One of my recent clients is a musician. When he talked about his music he was very happy. But when I asked him how often he played his guitars and wrote music, he'd lose his energy and look down and mumble. I told him, "That's where we're starting." He looked a little panicked. I try to find the room the person least wants to work in because that's the heart of the matter. Once taken care of, the rest follows through.

He followed behind me to his music room. There was no room to walk in there. There were boxes, and guitar cases, and wires and other things taking up all the space. I asked him the last time he went in this room. He couldn't remember. I said, "You really love playing music, but some clutter is keeping you from what you really love to do." He looked vulnerable and his eyes teared up. He said, "I want to get back to it."

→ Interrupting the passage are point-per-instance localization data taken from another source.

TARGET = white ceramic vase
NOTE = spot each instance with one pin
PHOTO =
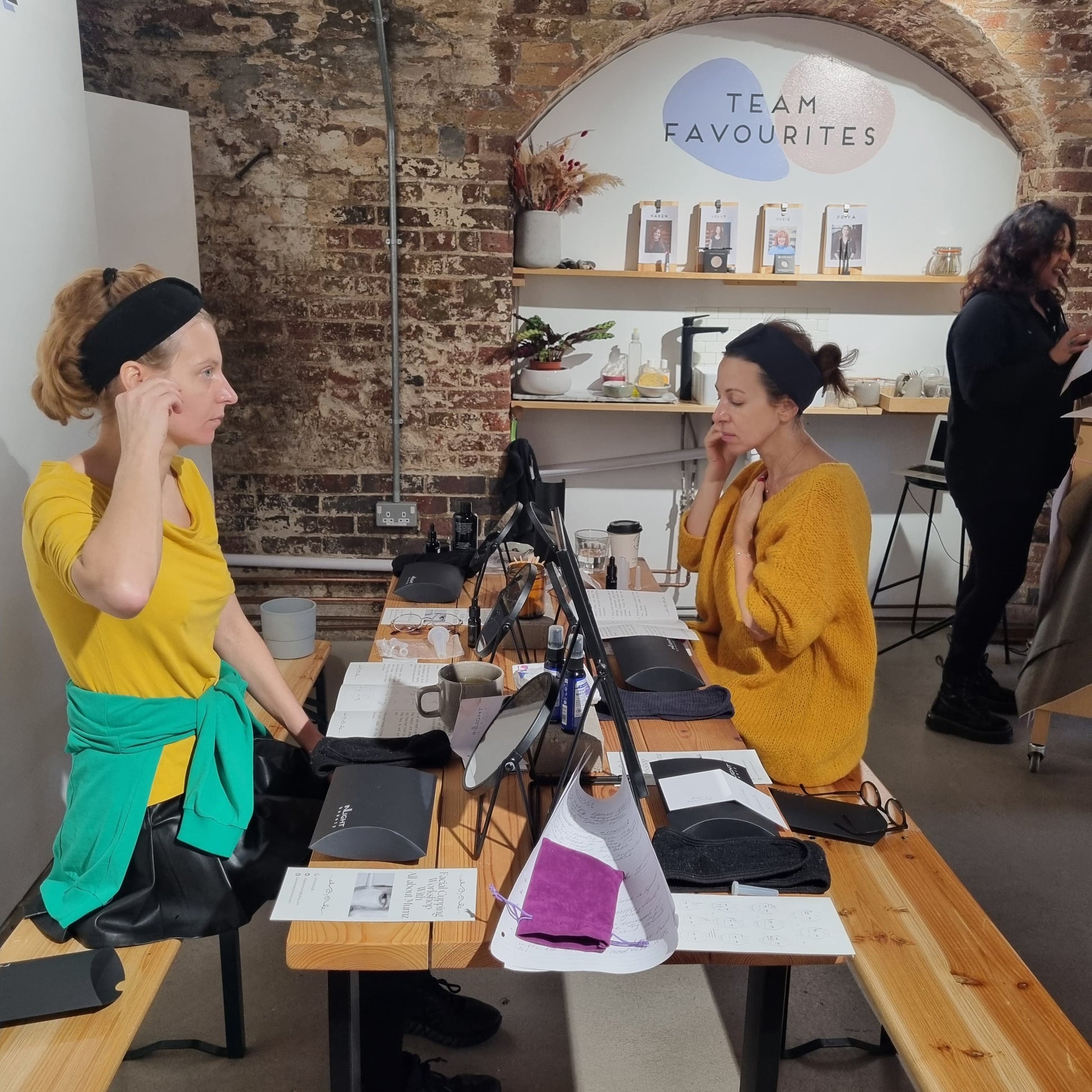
(538, 240)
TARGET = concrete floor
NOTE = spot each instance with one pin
(1018, 841)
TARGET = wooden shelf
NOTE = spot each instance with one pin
(520, 276)
(689, 407)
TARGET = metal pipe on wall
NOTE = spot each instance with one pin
(392, 245)
(332, 564)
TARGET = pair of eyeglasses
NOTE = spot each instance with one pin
(870, 795)
(412, 623)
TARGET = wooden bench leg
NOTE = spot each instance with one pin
(231, 971)
(764, 1028)
(1036, 747)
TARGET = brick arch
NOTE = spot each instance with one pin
(935, 30)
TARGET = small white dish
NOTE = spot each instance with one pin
(617, 389)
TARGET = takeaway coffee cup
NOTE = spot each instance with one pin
(459, 682)
(625, 538)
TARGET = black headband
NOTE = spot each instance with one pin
(141, 322)
(792, 370)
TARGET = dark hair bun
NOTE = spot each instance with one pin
(830, 363)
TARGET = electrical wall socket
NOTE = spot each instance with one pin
(390, 513)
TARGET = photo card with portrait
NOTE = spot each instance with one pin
(780, 237)
(659, 242)
(719, 233)
(846, 237)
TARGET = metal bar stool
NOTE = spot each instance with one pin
(915, 635)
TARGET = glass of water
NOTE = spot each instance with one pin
(592, 550)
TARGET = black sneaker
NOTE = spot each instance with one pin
(958, 711)
(995, 697)
(420, 1077)
(437, 1010)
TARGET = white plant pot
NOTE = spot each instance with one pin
(538, 240)
(533, 382)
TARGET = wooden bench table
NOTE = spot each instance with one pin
(83, 1053)
(962, 1010)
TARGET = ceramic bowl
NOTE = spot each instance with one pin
(533, 382)
(616, 389)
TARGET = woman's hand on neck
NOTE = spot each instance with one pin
(102, 460)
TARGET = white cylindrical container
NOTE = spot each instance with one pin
(288, 627)
(625, 538)
(538, 240)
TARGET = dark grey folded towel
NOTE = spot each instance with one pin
(695, 864)
(674, 706)
(426, 749)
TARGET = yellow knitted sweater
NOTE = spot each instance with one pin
(803, 696)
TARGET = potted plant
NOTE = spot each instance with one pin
(538, 348)
(547, 183)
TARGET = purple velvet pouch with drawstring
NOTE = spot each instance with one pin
(571, 900)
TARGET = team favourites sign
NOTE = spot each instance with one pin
(827, 117)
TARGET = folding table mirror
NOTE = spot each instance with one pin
(505, 615)
(504, 744)
(490, 544)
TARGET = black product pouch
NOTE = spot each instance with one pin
(830, 818)
(427, 749)
(788, 864)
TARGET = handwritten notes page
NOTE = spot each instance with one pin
(611, 830)
(788, 925)
(379, 700)
(715, 787)
(635, 614)
(748, 759)
(401, 894)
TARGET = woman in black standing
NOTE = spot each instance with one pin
(1010, 352)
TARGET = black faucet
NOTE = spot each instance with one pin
(686, 356)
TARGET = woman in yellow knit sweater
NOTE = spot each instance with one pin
(782, 559)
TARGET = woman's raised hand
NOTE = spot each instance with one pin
(144, 412)
(1071, 342)
(718, 461)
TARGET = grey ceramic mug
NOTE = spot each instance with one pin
(459, 682)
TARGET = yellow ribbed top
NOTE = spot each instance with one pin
(803, 696)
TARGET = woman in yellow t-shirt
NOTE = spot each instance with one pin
(782, 559)
(182, 814)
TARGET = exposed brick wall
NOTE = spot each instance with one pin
(293, 256)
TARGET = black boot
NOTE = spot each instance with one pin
(995, 697)
(438, 1011)
(958, 711)
(422, 1078)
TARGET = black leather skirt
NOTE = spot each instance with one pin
(173, 890)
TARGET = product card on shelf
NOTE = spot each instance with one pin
(747, 759)
(715, 787)
(616, 607)
(790, 925)
(394, 896)
(475, 715)
(612, 830)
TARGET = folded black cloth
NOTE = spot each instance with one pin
(695, 864)
(426, 749)
(467, 562)
(674, 706)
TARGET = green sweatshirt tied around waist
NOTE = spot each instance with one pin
(116, 742)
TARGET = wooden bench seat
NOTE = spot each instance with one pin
(83, 1053)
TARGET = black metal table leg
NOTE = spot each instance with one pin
(343, 1013)
(366, 1011)
(764, 1028)
(231, 972)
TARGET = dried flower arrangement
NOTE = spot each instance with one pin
(552, 181)
(538, 341)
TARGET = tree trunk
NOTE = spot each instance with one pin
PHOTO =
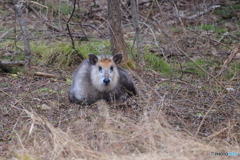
(115, 21)
(137, 31)
(25, 36)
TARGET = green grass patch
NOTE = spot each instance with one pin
(227, 12)
(157, 64)
(191, 68)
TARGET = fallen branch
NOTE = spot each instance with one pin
(202, 12)
(214, 78)
(44, 74)
(12, 63)
(227, 62)
(51, 27)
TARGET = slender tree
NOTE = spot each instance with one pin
(21, 22)
(115, 23)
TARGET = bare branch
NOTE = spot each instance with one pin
(25, 36)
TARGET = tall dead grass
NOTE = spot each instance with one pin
(106, 134)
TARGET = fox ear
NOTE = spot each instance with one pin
(92, 58)
(117, 58)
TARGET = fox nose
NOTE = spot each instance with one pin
(106, 81)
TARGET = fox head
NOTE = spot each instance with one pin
(104, 71)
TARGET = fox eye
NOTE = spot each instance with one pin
(111, 68)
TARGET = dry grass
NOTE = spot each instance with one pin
(184, 116)
(100, 131)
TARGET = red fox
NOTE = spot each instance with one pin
(99, 77)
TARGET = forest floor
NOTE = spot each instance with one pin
(181, 112)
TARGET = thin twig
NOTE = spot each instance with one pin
(70, 34)
(207, 73)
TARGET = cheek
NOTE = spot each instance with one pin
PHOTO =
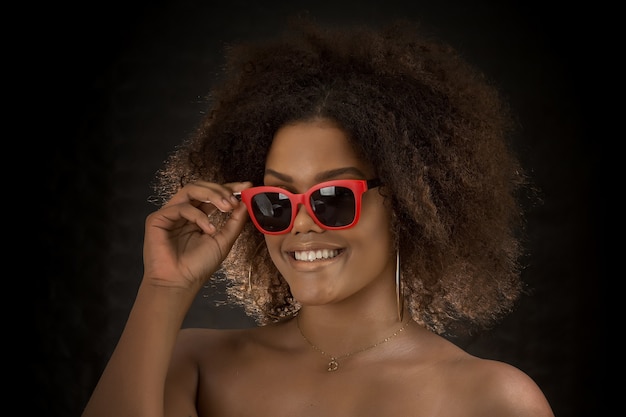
(274, 244)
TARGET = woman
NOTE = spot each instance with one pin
(355, 190)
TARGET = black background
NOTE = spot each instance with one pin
(125, 82)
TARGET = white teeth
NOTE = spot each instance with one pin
(312, 255)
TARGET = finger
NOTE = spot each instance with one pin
(220, 196)
(172, 217)
(227, 235)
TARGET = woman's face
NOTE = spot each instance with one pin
(301, 156)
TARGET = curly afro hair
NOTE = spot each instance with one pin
(436, 130)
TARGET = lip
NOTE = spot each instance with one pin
(312, 247)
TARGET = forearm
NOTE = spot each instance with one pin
(133, 381)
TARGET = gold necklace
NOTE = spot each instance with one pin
(333, 364)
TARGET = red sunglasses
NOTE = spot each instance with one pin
(333, 205)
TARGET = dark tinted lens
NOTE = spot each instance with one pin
(334, 206)
(272, 211)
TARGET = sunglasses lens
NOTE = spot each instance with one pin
(272, 211)
(334, 206)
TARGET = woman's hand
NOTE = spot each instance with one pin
(182, 248)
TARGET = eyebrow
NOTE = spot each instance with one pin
(322, 176)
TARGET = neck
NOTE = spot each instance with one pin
(336, 332)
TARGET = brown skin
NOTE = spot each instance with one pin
(348, 302)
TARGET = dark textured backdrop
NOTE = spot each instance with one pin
(125, 82)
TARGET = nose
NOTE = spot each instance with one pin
(304, 223)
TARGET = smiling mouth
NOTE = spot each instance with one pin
(315, 255)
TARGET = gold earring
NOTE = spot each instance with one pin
(399, 295)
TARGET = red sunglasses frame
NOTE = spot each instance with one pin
(358, 187)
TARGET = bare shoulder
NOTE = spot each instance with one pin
(199, 352)
(461, 384)
(500, 389)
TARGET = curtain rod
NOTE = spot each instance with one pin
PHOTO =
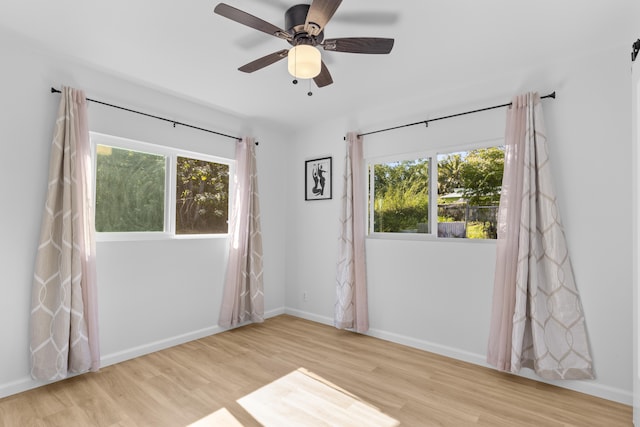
(54, 90)
(426, 122)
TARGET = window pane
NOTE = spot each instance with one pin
(401, 196)
(469, 185)
(202, 197)
(130, 188)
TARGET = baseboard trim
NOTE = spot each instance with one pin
(586, 387)
(27, 383)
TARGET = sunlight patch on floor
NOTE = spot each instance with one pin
(302, 398)
(221, 418)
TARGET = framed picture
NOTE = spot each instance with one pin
(317, 179)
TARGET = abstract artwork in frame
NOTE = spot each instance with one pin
(317, 179)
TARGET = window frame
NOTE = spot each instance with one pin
(432, 154)
(171, 155)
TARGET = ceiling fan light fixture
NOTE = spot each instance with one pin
(305, 61)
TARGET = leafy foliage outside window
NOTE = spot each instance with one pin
(202, 197)
(129, 190)
(401, 195)
(135, 194)
(468, 187)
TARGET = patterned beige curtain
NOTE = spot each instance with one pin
(64, 317)
(352, 307)
(243, 297)
(537, 320)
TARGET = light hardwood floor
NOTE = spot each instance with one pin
(186, 383)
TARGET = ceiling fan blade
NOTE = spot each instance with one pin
(249, 20)
(324, 78)
(264, 61)
(373, 45)
(320, 12)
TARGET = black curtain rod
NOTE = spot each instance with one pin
(54, 90)
(426, 122)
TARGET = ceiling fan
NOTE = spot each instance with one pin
(305, 32)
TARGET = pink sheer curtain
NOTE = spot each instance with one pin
(537, 320)
(351, 308)
(243, 296)
(64, 310)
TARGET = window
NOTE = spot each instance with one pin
(144, 190)
(457, 194)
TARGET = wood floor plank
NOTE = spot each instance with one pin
(200, 382)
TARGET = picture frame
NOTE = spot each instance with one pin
(318, 180)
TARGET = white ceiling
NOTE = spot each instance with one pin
(183, 48)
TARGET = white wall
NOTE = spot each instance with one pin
(151, 294)
(419, 294)
(437, 295)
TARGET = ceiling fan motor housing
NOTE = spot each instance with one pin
(294, 20)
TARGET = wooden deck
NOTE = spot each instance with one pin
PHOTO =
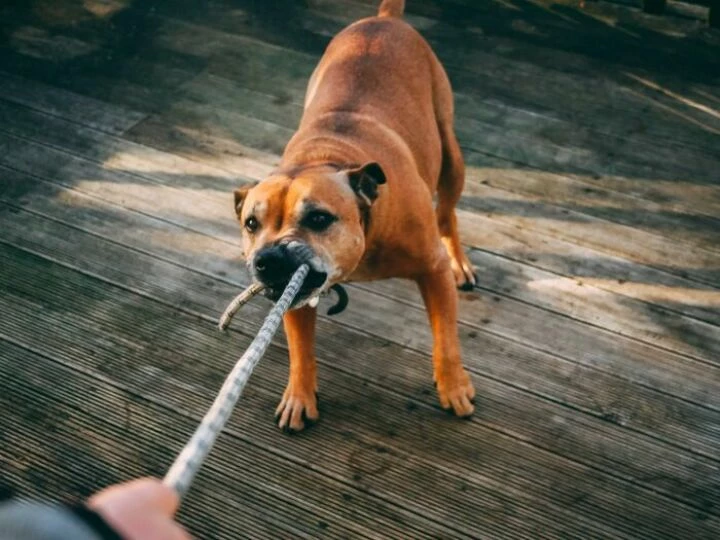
(592, 211)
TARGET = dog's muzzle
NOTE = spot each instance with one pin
(274, 265)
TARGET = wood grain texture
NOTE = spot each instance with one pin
(590, 211)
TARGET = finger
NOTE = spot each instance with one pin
(145, 493)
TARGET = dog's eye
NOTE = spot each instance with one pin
(251, 224)
(318, 220)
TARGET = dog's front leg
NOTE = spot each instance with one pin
(454, 386)
(299, 402)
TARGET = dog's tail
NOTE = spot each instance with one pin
(391, 8)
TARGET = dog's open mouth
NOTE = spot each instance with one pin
(312, 286)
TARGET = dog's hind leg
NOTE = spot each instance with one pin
(451, 182)
(450, 186)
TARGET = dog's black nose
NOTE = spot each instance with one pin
(275, 265)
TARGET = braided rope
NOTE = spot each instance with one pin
(188, 463)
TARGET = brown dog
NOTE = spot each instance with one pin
(353, 197)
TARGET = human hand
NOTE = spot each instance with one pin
(140, 510)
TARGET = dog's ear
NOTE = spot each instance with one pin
(239, 197)
(365, 180)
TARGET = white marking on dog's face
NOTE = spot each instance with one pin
(281, 205)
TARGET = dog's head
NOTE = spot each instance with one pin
(315, 215)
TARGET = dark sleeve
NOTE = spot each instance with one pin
(36, 521)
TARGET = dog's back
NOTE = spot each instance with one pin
(381, 68)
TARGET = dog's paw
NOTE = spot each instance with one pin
(297, 410)
(456, 393)
(464, 273)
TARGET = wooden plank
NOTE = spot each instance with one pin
(676, 220)
(336, 442)
(467, 56)
(635, 244)
(583, 389)
(201, 212)
(550, 377)
(195, 217)
(470, 110)
(102, 434)
(57, 102)
(185, 333)
(604, 155)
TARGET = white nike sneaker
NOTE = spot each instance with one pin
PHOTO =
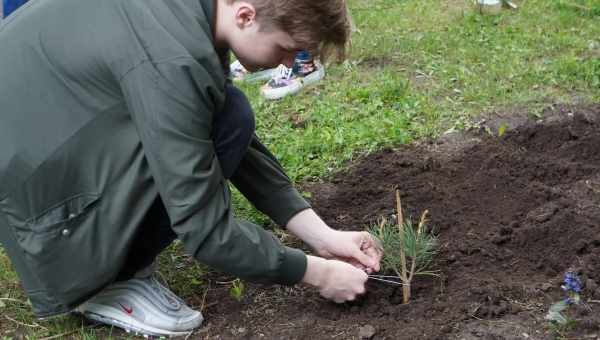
(142, 306)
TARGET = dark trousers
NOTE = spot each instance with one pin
(232, 132)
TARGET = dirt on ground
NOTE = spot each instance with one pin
(513, 213)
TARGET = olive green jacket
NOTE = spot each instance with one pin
(103, 106)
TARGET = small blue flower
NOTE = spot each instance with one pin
(572, 283)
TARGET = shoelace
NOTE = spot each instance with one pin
(283, 74)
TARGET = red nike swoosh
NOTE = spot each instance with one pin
(127, 310)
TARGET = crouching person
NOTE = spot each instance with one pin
(120, 134)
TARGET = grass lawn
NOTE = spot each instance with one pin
(416, 69)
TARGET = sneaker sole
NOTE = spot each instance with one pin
(281, 92)
(105, 315)
(311, 79)
(256, 76)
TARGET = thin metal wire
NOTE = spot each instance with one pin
(386, 281)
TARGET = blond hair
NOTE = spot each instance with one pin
(322, 27)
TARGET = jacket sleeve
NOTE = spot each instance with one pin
(172, 105)
(262, 180)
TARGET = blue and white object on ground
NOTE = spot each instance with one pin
(9, 6)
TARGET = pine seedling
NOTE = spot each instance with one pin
(408, 251)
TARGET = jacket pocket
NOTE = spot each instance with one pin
(59, 244)
(41, 234)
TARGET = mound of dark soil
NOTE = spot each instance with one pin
(512, 213)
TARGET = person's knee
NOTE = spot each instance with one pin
(233, 128)
(238, 113)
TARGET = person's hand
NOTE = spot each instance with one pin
(336, 280)
(359, 249)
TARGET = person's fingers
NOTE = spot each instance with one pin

I began questioning all the items in the room. It turns out there were about ten guitars that he'd been wanting to sell for a while, but he hadn't done anything about it. I got him to take all those guitars and put them in the living room. I had him take cell phone photos of the guitars. Then we listed the guitars on a website for musicians. We came back to the room and tossed a lot of old wires and electronics that he no longer needed. He later donated them. We got rid of empty boxes. He kept three guitars, two speakers, some electronics and recording equipment. They were all things that meant something to him now. He looked refreshed. The stagnation was gone.

Now there was a lot more space. I had him plug in his favorite guitar. He was giddy like a little kid. He strapped it on and plugged it in. He jammed. He was ecstatic. He gave himself the space to live the life he loved.